PCOS itu sendiri dijelaskan dokter Wardjo sebagai kelainan hormon yang menyebabkan wanita sulit hamil. Umumnya tubuh wanita yang menderita PCOS lebih banyak menghasilkan hormon pria. Akibatnya penderitanya dapat mengalami periode menstruasi yang tidak teratur, mudah berjerawat, serta memiliki banyak kista atau kantung berisi cairan di ovariumnya.
Sementara endometriosis merupakan kondisi di mana jaringan yang seharusnya melapisi dinding rahim justru tumbuh dan menumpuk di luar rahim. Normalnya sebelum menstruasi, jaringan tersebut akan menebal, luruh, untuk kemudian keluar dari tubuh dalam bentuk darah menstruasi. Tapi pada kasus endometriosis, jaringan di luar rahim ikut menebal namun tidak dapat luruh dan keluar dari tubuh.

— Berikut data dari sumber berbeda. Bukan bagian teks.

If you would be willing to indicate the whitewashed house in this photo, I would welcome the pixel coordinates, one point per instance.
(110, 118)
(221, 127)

Senada dengan dokter Wardjo, dalam wawancara secara terpisah yang pernah dilakukan oleh SBH, dr. Arie Adrianus Polim, D. Mas, SpOG (K), dokter spesialis kandungan yang juga merupakan konsultan Fertilitas Endokrin Reproduksi di RS Bunda, Jakarta Pusat, mengatakan bahwa PCOS dan endometriosis memang dapat menggangu terjadinya proses kehamilan, sehingga bisa dijadikan patokan perlunya melakukan program bayi tabung.
“Secara umum sebenarnya ada 3 indikasi yang dapat dijadikan patokan perlunya melakukan program bayi tabung. Pertama karena adanya masalah pada tuba saluran telur wanita, dimana jika kedua salurannya tertutup, maka proses fertilisasi secara natural tidak memungkinkan lagi untuk dilakukan sehingga perlu bantuan manusia. Kedua, adanya masalah pada sperma pria. Ketiga adanya kasus-kasus yang penyebabnya tidak diketahui atau disebut pula unexplained infertility,” jelas dokter Arie.
Lebih lanjut dokter Arie menjelaskan bahwa program bayi tabung atau IVF (in vitro fertilisation) merupakan proses fertilisasi atau pembuahan yang terjadi di luar rahim ibu, yaitu dengan cara mempertemukan sel sperma dan sel telur pada medium kultur yang dilakukan di laboratorium. Setelah pembuahan terjadi, maka sel tersebut akan segera dikembalikan ke dalam rahim.
Namun patut di ingat, meski bisa dikatakan bahwa pembuahan tersebut telah diatur sedemikian rupa dengan alat canggih, tapi bukan berarti program bayi tabung dijamin akan berhasil 100 persen. Pasalnya, ada banyak faktor lain yang mempengaruhi. Diantaranya adalah kualitas sel telur atau sperma, dan lain sebagainya.
“Perlu juga diketahui, salah satu hal krusial yang mempengaruhi tingkat keberhasilan program bayi tabung adalah faktor usia, terutama dari pihak wanita. Jika usia wanitanya di bawah 30 tahun, maka tingkat keberhasilannya bisa mencapai 60%. Usia antara 30-35 tahun 40%. Di atas 35 tahun 25-30%. Sementara diatas 40 tahun, tingkat keberhasilan bayi tabung hanya 15%,” kata dokter Arie.
Karenanya dokter Wardjo menambahkan, sebelum benar-benar memutuskan ikut program bayi tabung, lebih baik konsultasikan terlebih dahulu secara detail. “Diskusikan dengan dokter yang menangani mengenai risiko gagal dan keberhasilannya sesuai kondisi tubuh. Tanyakan juga apakah hanya program bayi tabung yang paling sesuai atau justru terbuka harapan dari program lain. Hal ini penting mengingat biaya yang dibutuhkan untuk program bayi tabung juga tidak sedikit, bahkan bisa mencapai ratusan juta rupiah,” tambahnya.